= Disability in Mexico =

Disability in Mexico affects a substantial minority of the country's population, though estimates of the prevalence vary significantly. According to the 2000 Mexican census, there were 1,795,000 people with disabilities in the country, or 1.8% of the population. A 2017 research paper cites a higher estimate of 6.0%, noting the prevalence was greater at 7.1% among Indigenous peoples of Mexico.

According to the Institute for Health Metrics and Evaluation, the top ten causes of disability in Mexico (by years lived with disability or YLDs) in 2017 were (beginning with the highest): diabetes, headache disorders, lower back pain, neonatal disorders, depressive disorders, blindness and visual impairment, age-related hearing loss, oral disorders, anxiety disorders, and other musculoskeletal disorders. Mexico is a party to the United Nations (UN) Convention on the Rights of Persons with Disabilities, having signed the treaty on 30 March 2007 and ratified it on 17 December 2007.

== History ==
The charity model was predominant during the early modern period but has roots in pre-Hispanic beliefs. Disability in Mexico was often interpreted as divine punishment, misfortune, or the result of supernatural causes such as sorcery. Individuals with disabilities were regarded as unproductive or dangerous and were commonly excluded from social and economic life. Pre-Hispanic records suggest some variation in attitudes, including instances of benign treatment, but also evidence of exclusion.

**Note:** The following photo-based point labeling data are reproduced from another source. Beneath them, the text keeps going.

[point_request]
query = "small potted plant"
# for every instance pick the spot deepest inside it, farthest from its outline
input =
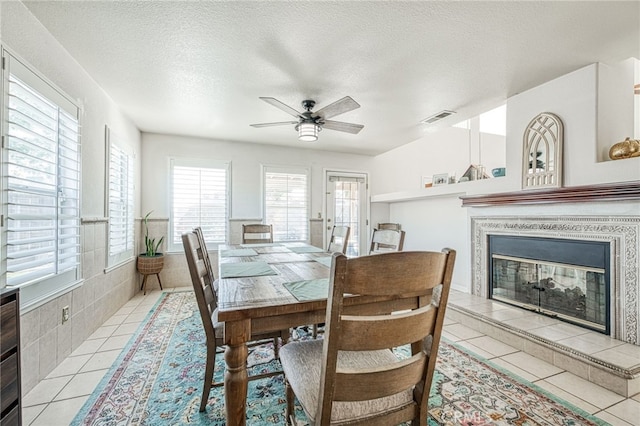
(151, 261)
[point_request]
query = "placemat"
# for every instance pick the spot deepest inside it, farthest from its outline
(245, 269)
(309, 289)
(326, 261)
(238, 252)
(306, 249)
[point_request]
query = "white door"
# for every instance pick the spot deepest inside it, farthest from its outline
(346, 205)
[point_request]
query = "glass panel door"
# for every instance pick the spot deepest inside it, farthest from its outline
(346, 206)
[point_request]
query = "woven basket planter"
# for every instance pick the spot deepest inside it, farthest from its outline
(150, 265)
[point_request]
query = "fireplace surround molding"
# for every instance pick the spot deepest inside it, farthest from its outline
(622, 233)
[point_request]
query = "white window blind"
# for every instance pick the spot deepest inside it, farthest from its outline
(287, 203)
(120, 204)
(199, 198)
(42, 161)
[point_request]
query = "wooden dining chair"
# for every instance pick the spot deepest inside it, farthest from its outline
(387, 225)
(339, 239)
(353, 376)
(257, 234)
(386, 240)
(204, 254)
(208, 307)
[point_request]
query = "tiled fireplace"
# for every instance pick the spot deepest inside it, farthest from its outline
(561, 278)
(617, 237)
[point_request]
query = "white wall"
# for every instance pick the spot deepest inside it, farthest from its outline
(45, 341)
(434, 218)
(23, 35)
(574, 98)
(246, 160)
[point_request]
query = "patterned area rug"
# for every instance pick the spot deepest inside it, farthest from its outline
(158, 377)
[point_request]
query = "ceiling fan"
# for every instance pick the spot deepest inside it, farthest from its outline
(310, 123)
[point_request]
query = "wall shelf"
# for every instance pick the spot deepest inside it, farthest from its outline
(605, 192)
(418, 194)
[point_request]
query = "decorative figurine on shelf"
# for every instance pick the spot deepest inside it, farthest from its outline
(626, 149)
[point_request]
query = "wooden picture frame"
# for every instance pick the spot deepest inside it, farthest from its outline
(441, 179)
(427, 182)
(474, 172)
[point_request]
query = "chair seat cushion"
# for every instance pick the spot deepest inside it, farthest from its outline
(302, 363)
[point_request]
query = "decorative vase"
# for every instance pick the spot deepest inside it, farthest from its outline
(625, 149)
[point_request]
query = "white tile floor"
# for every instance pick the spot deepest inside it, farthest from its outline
(56, 400)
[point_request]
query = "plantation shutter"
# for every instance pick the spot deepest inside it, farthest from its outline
(200, 198)
(120, 205)
(42, 161)
(287, 203)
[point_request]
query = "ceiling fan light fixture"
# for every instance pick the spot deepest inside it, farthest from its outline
(308, 132)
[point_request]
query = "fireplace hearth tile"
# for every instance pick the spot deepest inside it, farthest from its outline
(570, 398)
(507, 314)
(618, 356)
(461, 331)
(473, 348)
(618, 370)
(590, 343)
(585, 390)
(531, 322)
(515, 369)
(553, 332)
(628, 410)
(492, 346)
(532, 365)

Institutions such as hospices, orphanages, and hospitals provided care while simultaneously reinforcing exclusion. Eugenic practices, including forced sterilization, and segregation measures like institutionalization, also formed part of this model. Elements of the charity model persist today in stereotypes of pity, non-consensual interventions, and the social exclusion of marginalized groups, especially women, indigenous populations, and people with limited access to education or healthcare.

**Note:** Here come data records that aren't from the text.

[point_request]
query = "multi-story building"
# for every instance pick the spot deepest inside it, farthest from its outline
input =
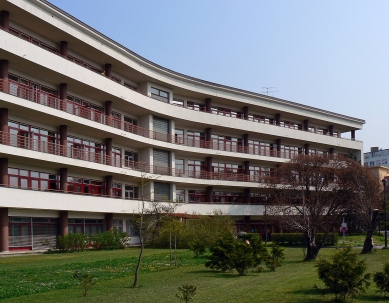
(376, 157)
(83, 119)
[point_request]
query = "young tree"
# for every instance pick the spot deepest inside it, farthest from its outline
(307, 196)
(365, 192)
(150, 213)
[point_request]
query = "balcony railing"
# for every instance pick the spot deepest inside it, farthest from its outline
(48, 191)
(25, 142)
(43, 98)
(80, 62)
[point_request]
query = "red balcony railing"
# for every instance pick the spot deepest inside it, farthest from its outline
(224, 112)
(29, 143)
(43, 98)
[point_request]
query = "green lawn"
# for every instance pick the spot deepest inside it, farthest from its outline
(47, 278)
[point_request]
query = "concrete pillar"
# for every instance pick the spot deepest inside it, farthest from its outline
(209, 194)
(108, 112)
(208, 105)
(108, 70)
(4, 230)
(247, 224)
(353, 135)
(331, 130)
(4, 17)
(246, 112)
(278, 119)
(63, 139)
(4, 69)
(278, 144)
(63, 48)
(63, 226)
(209, 165)
(108, 150)
(4, 171)
(208, 137)
(108, 186)
(246, 147)
(3, 125)
(246, 168)
(63, 179)
(63, 95)
(246, 196)
(306, 148)
(109, 221)
(306, 125)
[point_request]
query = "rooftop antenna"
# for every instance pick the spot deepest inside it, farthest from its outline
(269, 91)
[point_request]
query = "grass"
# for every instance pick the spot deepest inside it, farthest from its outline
(47, 278)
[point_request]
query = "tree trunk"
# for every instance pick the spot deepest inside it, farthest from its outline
(312, 248)
(368, 244)
(139, 263)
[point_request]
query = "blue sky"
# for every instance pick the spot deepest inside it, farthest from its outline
(328, 54)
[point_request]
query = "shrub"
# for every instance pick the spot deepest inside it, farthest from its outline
(109, 240)
(187, 291)
(275, 258)
(344, 274)
(198, 247)
(72, 242)
(221, 253)
(381, 280)
(241, 255)
(297, 239)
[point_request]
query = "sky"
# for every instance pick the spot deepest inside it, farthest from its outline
(329, 54)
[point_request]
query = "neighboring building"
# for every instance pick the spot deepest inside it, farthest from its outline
(82, 119)
(377, 157)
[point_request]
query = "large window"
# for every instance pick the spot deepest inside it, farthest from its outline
(195, 106)
(86, 186)
(159, 94)
(32, 179)
(131, 192)
(32, 137)
(195, 169)
(85, 149)
(227, 197)
(226, 143)
(195, 139)
(196, 196)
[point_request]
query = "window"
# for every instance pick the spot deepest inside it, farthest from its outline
(118, 224)
(130, 192)
(227, 197)
(86, 150)
(178, 102)
(86, 186)
(180, 195)
(180, 169)
(196, 196)
(195, 106)
(195, 169)
(32, 179)
(179, 136)
(226, 143)
(159, 94)
(32, 137)
(195, 139)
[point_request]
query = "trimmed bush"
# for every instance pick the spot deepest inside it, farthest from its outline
(297, 239)
(109, 240)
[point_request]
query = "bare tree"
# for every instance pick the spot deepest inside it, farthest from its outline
(150, 213)
(365, 191)
(306, 196)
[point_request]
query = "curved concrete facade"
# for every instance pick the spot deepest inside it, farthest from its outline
(83, 119)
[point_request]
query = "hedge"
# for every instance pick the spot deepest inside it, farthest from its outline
(297, 239)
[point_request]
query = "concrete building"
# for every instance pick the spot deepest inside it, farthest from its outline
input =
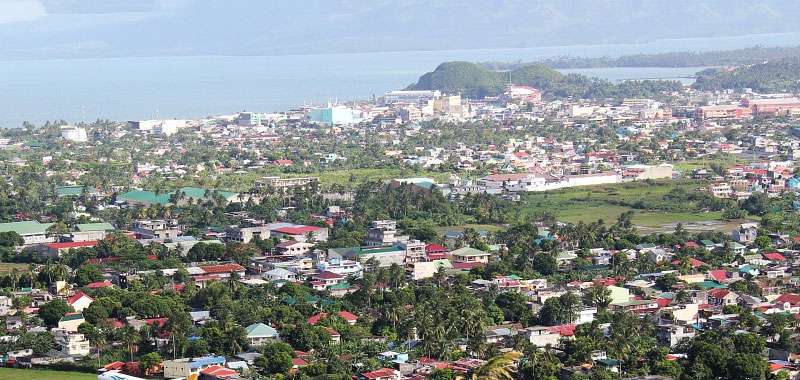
(470, 255)
(724, 111)
(333, 115)
(182, 368)
(74, 134)
(259, 334)
(71, 343)
(246, 234)
(156, 229)
(249, 119)
(32, 231)
(158, 127)
(426, 269)
(383, 232)
(284, 185)
(410, 97)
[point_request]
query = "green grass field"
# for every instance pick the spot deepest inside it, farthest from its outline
(348, 178)
(37, 374)
(477, 227)
(588, 204)
(6, 268)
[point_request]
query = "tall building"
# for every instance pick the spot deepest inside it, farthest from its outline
(249, 119)
(410, 97)
(333, 115)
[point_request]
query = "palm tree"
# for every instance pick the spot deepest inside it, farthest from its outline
(501, 367)
(130, 337)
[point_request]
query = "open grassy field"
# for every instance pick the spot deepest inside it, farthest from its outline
(477, 227)
(6, 268)
(36, 374)
(588, 204)
(349, 178)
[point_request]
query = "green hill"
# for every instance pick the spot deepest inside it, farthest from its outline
(475, 81)
(469, 79)
(774, 76)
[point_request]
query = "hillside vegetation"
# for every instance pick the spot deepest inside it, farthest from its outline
(774, 76)
(737, 57)
(475, 81)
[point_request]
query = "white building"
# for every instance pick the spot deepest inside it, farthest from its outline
(159, 127)
(74, 134)
(333, 115)
(71, 343)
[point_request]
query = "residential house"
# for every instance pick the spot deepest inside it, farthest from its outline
(70, 322)
(71, 343)
(181, 368)
(247, 234)
(468, 257)
(80, 301)
(259, 334)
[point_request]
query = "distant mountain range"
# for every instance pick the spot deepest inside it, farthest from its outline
(119, 28)
(475, 81)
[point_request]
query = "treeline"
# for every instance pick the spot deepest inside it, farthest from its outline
(773, 76)
(747, 56)
(475, 81)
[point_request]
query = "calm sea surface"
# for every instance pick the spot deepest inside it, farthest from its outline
(183, 87)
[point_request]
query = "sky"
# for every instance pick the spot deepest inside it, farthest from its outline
(33, 29)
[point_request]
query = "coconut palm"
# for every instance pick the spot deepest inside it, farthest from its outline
(130, 337)
(501, 367)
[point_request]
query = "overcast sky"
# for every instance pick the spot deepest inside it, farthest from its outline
(105, 28)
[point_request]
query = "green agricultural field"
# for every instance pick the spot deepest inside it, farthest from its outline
(476, 227)
(348, 178)
(37, 374)
(607, 202)
(6, 268)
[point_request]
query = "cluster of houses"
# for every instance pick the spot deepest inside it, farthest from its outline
(742, 181)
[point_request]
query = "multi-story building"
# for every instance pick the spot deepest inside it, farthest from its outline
(182, 368)
(71, 343)
(720, 190)
(283, 185)
(157, 229)
(32, 232)
(415, 250)
(383, 232)
(246, 234)
(342, 267)
(74, 134)
(410, 97)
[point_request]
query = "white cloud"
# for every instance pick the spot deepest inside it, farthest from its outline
(20, 10)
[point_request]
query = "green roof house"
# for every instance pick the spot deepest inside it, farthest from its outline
(32, 231)
(75, 191)
(90, 227)
(146, 198)
(259, 334)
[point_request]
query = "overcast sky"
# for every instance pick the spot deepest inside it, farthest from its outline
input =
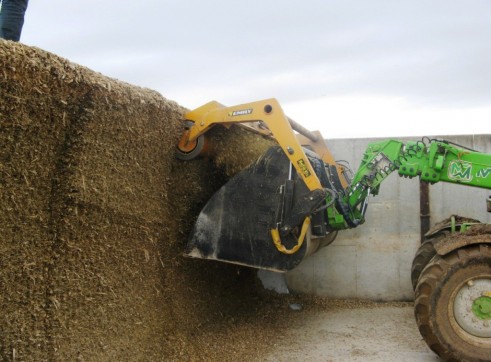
(348, 68)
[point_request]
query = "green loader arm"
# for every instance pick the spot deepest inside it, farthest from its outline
(432, 160)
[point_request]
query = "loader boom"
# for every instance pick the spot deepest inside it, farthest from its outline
(295, 197)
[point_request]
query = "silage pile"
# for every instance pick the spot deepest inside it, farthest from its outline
(94, 215)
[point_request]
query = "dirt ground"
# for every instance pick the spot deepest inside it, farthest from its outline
(384, 332)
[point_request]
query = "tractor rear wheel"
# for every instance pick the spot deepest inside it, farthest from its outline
(453, 304)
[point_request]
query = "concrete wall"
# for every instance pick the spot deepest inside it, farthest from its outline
(374, 260)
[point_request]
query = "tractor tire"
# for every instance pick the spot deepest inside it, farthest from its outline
(423, 255)
(453, 304)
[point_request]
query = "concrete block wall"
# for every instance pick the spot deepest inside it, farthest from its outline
(374, 260)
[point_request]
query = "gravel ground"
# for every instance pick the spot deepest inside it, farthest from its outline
(381, 332)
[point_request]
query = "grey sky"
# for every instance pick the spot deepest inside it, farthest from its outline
(430, 54)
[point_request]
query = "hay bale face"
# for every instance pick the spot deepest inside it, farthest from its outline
(94, 216)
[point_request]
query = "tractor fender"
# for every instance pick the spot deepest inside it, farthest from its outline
(447, 245)
(460, 234)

Beginning in the 19th century, the Mexican state's shift toward secular public welfare redefined disability as a medical issue requiring diagnosis, treatment, and rehabilitation—the rehabilitation model. This approach emphasized the correction of individual deficiencies to promote social integration. The polio epidemics of the 1950s further entrenched rehabilitation efforts, particularly for children with motor disabilities. While this model expanded scientific understanding and therapeutic care, it also reinforced paternalistic and deficit-based attitudes. Legal mechanisms, such as interdiction (substitution of legal decision-making for people with certain disabilities), were formalized. The model continues to influence current policies, including the operation of segregated educational systems and the continued use of involuntary institutionalization.

== Demographics ==
According to the 2000 Mexican census, there were 1,795,000 people with disabilities in the country, or 1.8% of the population. However, a 2005 brief by the Mexican government for a World Health Organization summit argued the methodology used for the census was flawed and led to under-reporting. A 2017 research paper cites a higher estimate of 6.0%, noting the prevalence was greater at 7.1% among Mexicans of indigenous background.

In 2016, 6.13% of the working-age population (18–60 years old) reported having a disability. People with disabilities are less likely to be employed. Only 39.1% of people with disabilities in Mexico over the age of 15 are employed, compared to 64.1% of Mexicans overall. People with disabilities in Mexico tend to be older, have lower educational attainment, and are more likely to reside in rural areas. On average, individuals with disabilities have 9.23 years of schooling, compared to 12.99 years for those without disabilities. They are also less likely to be married and typically live in households with fewer children and higher dependency ratios. Among indigenous populations, the prevalence of disability is notably higher.